Tribunal de Contas de Minas Gerais responsabiliza governo por fechamento inadequado de hospital

O Tribunal de Contas do Estado de Minas Gerais (TCE-MG) emitiu uma decisão histórica nesta terça-feira (14), durante a 7ª Sessão Ordinária da Primeira Câmara, responsabilizando o governo estadual pelo fechamento inadequado do Hospital Maria Amélia Lins (HMAL), localizado em Belo Horizonte. Segundo a corte, o encerramento das atividades da unidade ocorreu sem o planejamento necessário, comprometendo seriamente o atendimento à população.
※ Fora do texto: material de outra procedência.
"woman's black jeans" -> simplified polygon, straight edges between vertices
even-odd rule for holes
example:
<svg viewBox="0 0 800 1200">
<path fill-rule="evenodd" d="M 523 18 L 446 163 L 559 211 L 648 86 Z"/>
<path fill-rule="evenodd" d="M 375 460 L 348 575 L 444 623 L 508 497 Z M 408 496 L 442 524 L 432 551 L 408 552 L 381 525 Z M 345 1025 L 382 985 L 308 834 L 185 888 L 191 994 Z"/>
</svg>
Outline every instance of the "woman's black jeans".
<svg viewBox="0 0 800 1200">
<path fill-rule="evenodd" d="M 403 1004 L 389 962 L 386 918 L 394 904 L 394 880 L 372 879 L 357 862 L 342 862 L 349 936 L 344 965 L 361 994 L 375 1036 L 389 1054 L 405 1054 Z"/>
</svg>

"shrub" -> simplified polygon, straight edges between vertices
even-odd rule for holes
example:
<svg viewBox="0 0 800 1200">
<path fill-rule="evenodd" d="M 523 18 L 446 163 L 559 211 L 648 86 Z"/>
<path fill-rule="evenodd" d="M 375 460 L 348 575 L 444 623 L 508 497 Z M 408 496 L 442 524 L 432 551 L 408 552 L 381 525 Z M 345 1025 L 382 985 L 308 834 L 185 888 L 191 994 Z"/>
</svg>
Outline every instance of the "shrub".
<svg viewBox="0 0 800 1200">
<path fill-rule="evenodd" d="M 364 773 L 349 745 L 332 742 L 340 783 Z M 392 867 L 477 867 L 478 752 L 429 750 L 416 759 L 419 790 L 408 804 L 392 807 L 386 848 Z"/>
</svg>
Multas aplicadas à presidente da Fhemig

Como consequência direta da análise, o TCE-MG aplicou multas significativas à presidente da Fundação Hospitalar do Estado de Minas Gerais (Fhemig), Renata Dias. A gestora foi penalizada com R$ 30 mil devido à insuficiência nos estudos de viabilidade e pelos impactos negativos gerados pelo fechamento do hospital. Além disso, recebeu uma multa adicional de R$ 9 mil por descumprir uma medida cautelar previamente determinada pela Primeira Câmara. A decisão está sujeita a recurso.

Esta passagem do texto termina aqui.